Establishing a UCITS can be a time-consuming and expensive process. “Straight2UCITS offers asset managers and fund promoters a unique tool to distribute their investment expertise via a dedicated and entirely segregated sub-fund within an existing Luxembourg UCITS fund structure. Our solution is unique as it is designed with Asian asset managers in mind. UCITS remains the most commonly used cross-border vehicle in the fund industry. A number of APAC and MENA managers would like to launch UCITS but sometimes they find it too costly and time-consuming. Having a platform can reduce the operational workload and allow for firms looking to launch a UCITS to come to market in good time,” said Margaret Harwood-Jones, head of investors and intermediaries at Standard Chartered.
Luxembourg has certainly gained traction in Asia. In 2015, the People’s Bank of China (PBOC) confirmed it would grant Luxembourg a RMB50 billion quota as part of the Renminbi Qualified Foreign Institutional Investor (RQFII) scheme. This RQFII quota enables Luxembourg-based investors to gain exposure to China’s capital markets, and enhances Luxembourg’s reputation as an attractive proposition for Asian-based fund managers.
UCITS are a very popular fund brand in APAC particularly and have been for some time. Nonetheless, there are emerging fund asset classes coming to market across APAC including the ASEAN Collective Investment Scheme (CIS), which launched in 2014, and allows for easier cross-border regulatory authorisation for vanilla funds in Malaysia, Singapore and Thailand.
The Asia Region Fund Passport (ARFP) has similarities as an initiative but is developed around a different set of geographies. ARFP involves Australia, Korea, Japan, New Zealand, Thailand, Philippines and Singapore. ASEAN CIS and ARFP have some overlap with UCITS. A Standard Chartered white paper – “Asian Asset Manager’s Inflection Point” – points out ARFP and ASEAN CIS will only flourish if participant countries harmonise their fund regulations and tax rules.
“The ASEAN CIS and ARFP are both very young initiatives, and it will take time for them to flourish and gain acceptance among the broader investor community. A number of challenges such as tax divergences will need to be addressed. Equally, UCITS have been around for almost 30 years, and continue to be dominant,” said Harwood-Jones
The absence of a Pan-Asian regulator and harmonisation of rules is a stumbling block for both of these fund initiatives. In addition, the level of economic development is highly disparate, as are the distribution mechanisms. Equally, it will be a struggle for ASEAN CIS and ARFP to usurp UCITS, which has had a longstanding stranglehold in the region.
“In Asia, for now, some less well-publicised regulatory changes are quietly liberalising fund distribution, often with greater immediate benefits for cross-border sales.

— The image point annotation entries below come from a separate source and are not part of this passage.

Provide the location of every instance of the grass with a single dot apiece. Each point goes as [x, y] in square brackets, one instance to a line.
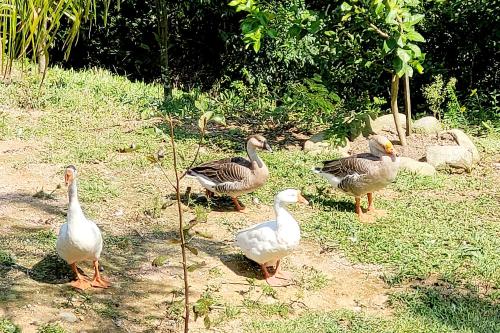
[445, 226]
[51, 328]
[7, 326]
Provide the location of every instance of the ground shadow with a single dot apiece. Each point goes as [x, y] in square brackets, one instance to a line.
[217, 203]
[52, 270]
[339, 205]
[458, 309]
[242, 266]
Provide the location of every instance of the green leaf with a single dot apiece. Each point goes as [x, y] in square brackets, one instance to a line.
[415, 49]
[414, 19]
[272, 33]
[403, 55]
[345, 7]
[256, 45]
[418, 67]
[389, 45]
[409, 71]
[345, 17]
[206, 322]
[294, 30]
[391, 17]
[234, 3]
[415, 36]
[399, 66]
[204, 119]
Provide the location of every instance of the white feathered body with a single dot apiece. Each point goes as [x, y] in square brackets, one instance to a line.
[267, 242]
[79, 238]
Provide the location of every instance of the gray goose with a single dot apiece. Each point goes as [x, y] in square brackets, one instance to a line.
[364, 173]
[236, 175]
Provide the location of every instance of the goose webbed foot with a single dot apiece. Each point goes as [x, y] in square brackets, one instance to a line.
[99, 281]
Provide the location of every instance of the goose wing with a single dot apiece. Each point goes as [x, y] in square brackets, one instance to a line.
[227, 170]
[351, 173]
[359, 164]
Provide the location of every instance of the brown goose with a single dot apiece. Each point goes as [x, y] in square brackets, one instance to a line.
[364, 173]
[235, 176]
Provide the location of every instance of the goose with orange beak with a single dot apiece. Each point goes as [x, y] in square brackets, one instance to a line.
[79, 238]
[268, 242]
[364, 173]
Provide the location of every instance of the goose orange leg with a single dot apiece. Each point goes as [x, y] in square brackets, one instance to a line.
[237, 205]
[81, 282]
[98, 281]
[362, 216]
[371, 207]
[273, 281]
[281, 274]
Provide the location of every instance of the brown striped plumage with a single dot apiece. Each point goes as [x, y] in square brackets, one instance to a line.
[363, 173]
[235, 176]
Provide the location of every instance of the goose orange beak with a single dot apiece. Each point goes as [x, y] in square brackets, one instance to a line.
[67, 178]
[389, 148]
[301, 199]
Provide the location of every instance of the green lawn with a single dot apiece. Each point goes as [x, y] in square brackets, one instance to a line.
[442, 233]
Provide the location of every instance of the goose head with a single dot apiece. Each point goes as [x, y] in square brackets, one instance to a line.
[69, 175]
[381, 146]
[258, 141]
[290, 196]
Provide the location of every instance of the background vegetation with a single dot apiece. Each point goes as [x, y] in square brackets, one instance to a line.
[315, 67]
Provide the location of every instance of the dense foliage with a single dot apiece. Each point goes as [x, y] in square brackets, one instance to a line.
[319, 65]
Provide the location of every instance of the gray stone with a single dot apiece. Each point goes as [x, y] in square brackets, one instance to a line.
[427, 125]
[386, 123]
[416, 167]
[449, 156]
[68, 317]
[464, 141]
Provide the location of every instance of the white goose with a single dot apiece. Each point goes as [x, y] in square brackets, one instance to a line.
[79, 238]
[266, 243]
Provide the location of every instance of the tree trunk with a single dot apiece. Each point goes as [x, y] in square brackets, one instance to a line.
[42, 54]
[394, 108]
[162, 10]
[409, 129]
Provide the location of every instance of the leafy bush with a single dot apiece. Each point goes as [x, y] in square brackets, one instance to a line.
[434, 95]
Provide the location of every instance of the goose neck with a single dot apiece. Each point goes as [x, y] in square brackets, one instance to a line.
[74, 204]
[282, 213]
[252, 154]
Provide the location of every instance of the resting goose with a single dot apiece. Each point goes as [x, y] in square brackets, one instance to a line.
[364, 173]
[235, 176]
[79, 238]
[266, 243]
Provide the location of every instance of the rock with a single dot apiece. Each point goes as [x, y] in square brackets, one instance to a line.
[385, 123]
[318, 143]
[416, 167]
[449, 156]
[464, 141]
[427, 125]
[68, 317]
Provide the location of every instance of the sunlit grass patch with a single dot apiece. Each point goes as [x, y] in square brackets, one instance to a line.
[7, 326]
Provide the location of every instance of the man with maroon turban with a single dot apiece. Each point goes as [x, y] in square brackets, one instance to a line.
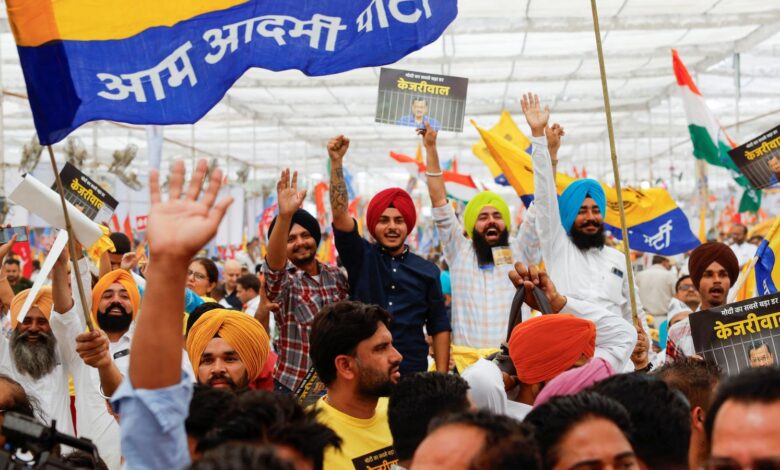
[714, 269]
[386, 273]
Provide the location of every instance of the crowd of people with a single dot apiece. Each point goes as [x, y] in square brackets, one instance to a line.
[204, 365]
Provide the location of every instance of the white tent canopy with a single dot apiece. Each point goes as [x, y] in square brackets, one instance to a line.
[270, 120]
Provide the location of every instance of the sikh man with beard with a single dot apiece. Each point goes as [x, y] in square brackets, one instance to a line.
[296, 281]
[353, 352]
[571, 230]
[387, 273]
[714, 269]
[481, 291]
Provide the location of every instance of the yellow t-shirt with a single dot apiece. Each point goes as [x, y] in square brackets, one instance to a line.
[366, 443]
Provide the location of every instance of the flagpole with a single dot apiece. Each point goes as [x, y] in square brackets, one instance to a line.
[71, 240]
[615, 170]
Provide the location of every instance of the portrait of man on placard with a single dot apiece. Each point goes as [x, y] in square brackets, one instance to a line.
[419, 115]
[761, 355]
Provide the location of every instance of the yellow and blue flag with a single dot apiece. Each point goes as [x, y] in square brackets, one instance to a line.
[655, 223]
[767, 263]
[508, 130]
[169, 62]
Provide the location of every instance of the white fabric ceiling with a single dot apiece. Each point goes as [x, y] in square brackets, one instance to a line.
[504, 47]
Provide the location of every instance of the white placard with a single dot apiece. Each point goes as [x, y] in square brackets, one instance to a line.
[45, 202]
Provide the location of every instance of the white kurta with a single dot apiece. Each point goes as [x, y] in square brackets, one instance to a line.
[595, 275]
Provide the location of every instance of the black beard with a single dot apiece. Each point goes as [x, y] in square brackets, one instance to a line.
[483, 249]
[34, 359]
[374, 384]
[114, 323]
[584, 242]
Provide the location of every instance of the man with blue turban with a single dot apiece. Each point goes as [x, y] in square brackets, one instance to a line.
[479, 263]
[571, 228]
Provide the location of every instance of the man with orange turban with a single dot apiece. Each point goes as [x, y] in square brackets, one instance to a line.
[387, 273]
[227, 348]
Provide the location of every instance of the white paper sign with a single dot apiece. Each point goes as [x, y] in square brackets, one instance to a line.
[56, 248]
[41, 200]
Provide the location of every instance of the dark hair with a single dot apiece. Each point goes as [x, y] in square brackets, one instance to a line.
[199, 311]
[207, 407]
[416, 400]
[660, 416]
[658, 259]
[272, 418]
[121, 242]
[249, 281]
[212, 271]
[553, 419]
[241, 457]
[679, 281]
[78, 459]
[508, 443]
[695, 379]
[759, 385]
[338, 329]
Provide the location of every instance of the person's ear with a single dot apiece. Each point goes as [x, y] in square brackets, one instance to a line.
[345, 367]
[698, 417]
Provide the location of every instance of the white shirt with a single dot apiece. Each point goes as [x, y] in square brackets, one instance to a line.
[595, 275]
[744, 252]
[481, 298]
[656, 288]
[52, 391]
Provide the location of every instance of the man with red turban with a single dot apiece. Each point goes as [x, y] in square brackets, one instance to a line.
[386, 273]
[714, 269]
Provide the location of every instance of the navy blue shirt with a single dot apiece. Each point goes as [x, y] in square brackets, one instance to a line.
[406, 285]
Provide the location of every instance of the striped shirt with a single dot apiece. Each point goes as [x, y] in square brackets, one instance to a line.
[481, 297]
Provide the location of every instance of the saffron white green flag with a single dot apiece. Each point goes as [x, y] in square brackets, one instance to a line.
[710, 141]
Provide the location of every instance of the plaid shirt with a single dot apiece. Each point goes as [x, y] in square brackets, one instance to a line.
[301, 297]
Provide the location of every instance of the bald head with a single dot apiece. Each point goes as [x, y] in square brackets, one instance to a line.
[231, 273]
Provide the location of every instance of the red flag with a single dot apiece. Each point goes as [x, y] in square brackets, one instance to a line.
[23, 252]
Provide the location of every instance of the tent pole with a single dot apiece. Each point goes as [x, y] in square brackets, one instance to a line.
[615, 170]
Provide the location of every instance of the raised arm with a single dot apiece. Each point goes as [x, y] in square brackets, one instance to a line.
[6, 292]
[339, 198]
[177, 229]
[435, 179]
[289, 200]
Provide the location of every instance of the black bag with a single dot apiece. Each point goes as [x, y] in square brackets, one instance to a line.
[501, 358]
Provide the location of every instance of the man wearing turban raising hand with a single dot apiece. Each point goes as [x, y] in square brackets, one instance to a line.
[714, 269]
[297, 282]
[386, 273]
[571, 229]
[481, 291]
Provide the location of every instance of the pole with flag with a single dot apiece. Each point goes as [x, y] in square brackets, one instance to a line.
[615, 169]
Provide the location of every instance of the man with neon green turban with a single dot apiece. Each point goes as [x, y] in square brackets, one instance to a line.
[480, 264]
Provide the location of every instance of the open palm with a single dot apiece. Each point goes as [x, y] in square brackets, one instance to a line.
[181, 227]
[536, 116]
[288, 196]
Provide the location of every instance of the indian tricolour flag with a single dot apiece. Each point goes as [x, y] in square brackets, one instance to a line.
[710, 141]
[458, 185]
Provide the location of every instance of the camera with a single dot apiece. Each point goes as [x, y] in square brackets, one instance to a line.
[25, 437]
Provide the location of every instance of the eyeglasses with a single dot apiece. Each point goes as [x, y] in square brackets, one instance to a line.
[198, 276]
[725, 463]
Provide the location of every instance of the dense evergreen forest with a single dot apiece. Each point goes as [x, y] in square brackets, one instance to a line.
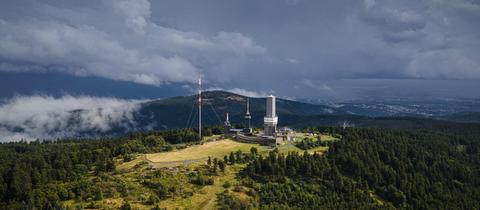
[434, 168]
[374, 168]
[41, 174]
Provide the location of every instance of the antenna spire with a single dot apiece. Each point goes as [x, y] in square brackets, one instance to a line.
[200, 107]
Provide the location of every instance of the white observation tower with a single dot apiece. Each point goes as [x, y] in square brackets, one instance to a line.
[270, 120]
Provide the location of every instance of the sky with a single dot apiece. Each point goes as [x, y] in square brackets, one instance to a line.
[68, 67]
[332, 50]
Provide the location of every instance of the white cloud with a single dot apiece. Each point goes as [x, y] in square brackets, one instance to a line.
[317, 87]
[47, 117]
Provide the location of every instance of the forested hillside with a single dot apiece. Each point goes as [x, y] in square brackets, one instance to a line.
[374, 168]
[435, 168]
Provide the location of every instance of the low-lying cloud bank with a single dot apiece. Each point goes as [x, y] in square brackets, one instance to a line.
[46, 117]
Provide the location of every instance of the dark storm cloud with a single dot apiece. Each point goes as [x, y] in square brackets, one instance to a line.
[269, 45]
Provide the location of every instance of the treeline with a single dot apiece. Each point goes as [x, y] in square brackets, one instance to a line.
[373, 168]
[42, 174]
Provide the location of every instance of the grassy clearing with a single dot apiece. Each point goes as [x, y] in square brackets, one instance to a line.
[201, 152]
[206, 197]
[323, 137]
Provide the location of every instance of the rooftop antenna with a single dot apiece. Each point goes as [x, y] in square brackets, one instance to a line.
[200, 107]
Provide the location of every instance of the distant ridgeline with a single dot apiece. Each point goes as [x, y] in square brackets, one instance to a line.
[434, 168]
[176, 112]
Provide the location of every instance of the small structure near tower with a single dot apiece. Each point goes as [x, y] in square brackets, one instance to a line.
[247, 130]
[270, 135]
[226, 125]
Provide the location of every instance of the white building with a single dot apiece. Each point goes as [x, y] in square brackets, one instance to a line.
[270, 121]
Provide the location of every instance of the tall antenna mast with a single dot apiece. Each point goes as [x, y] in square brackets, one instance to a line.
[200, 107]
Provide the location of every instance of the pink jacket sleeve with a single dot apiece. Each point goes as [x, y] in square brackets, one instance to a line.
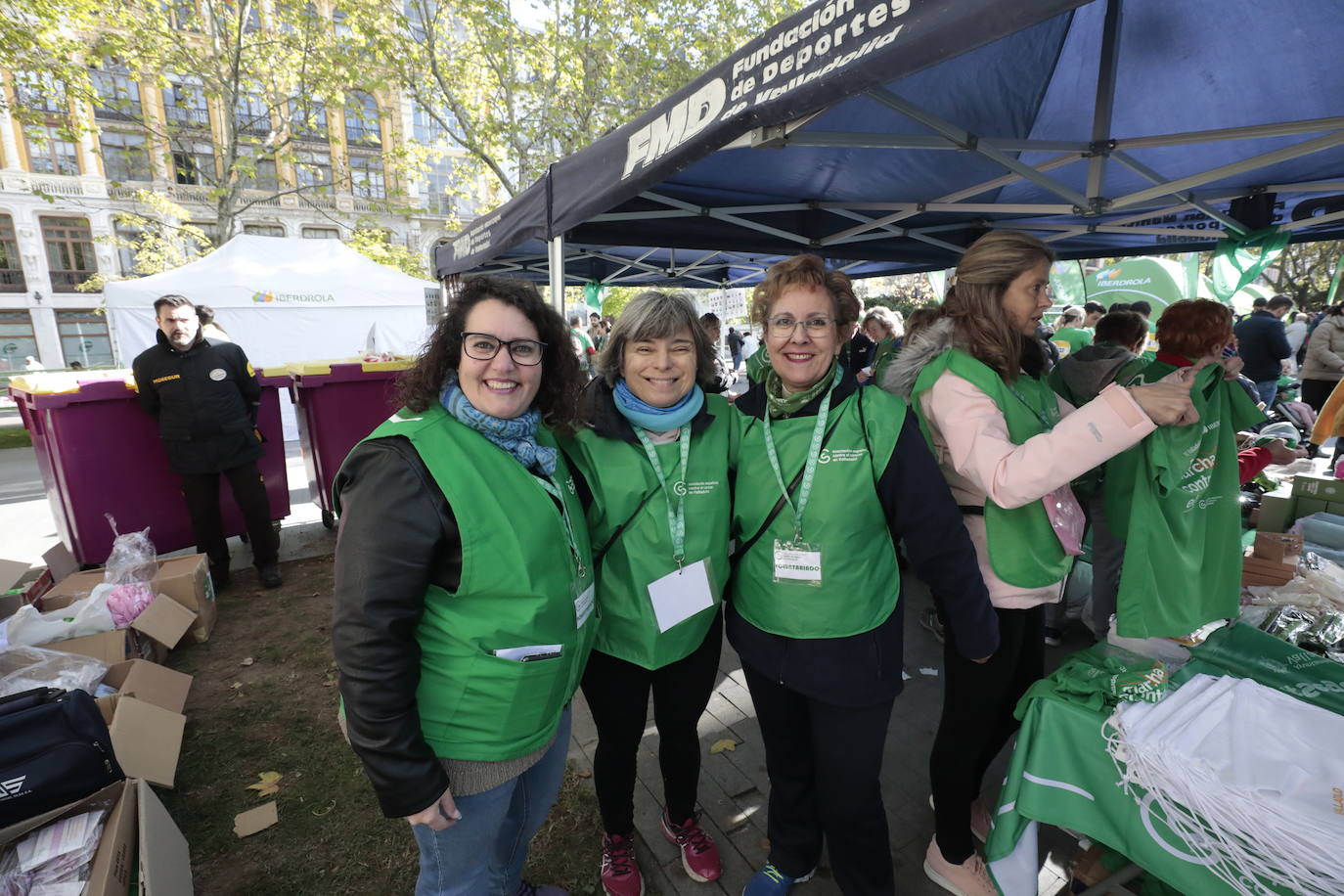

For example, Malaysia and Thailand have schemes that allow the approval of locally domiciled funds to operate as feeder or funds of funds, where they use third-party products such as UCITS. In both markets these have proved more successful than the ASEAN passport scheme,” read the Standard Chartered white paper.
Another hindrance to ASEAN CIS and ARFP is mutual recognition of funds (MRF) between Hong Kong and China. This allows fund managers domiciled in Hong Kong to sell into China, and managers located in China to sell into Hong Kong subject to regulatory authorisation. China is not involved in either ASEAN CIS and ARFP, and it is possible could overshadow both initiatives.
It looks like UCITS will retain its dominant position in APAC for foreseeable future.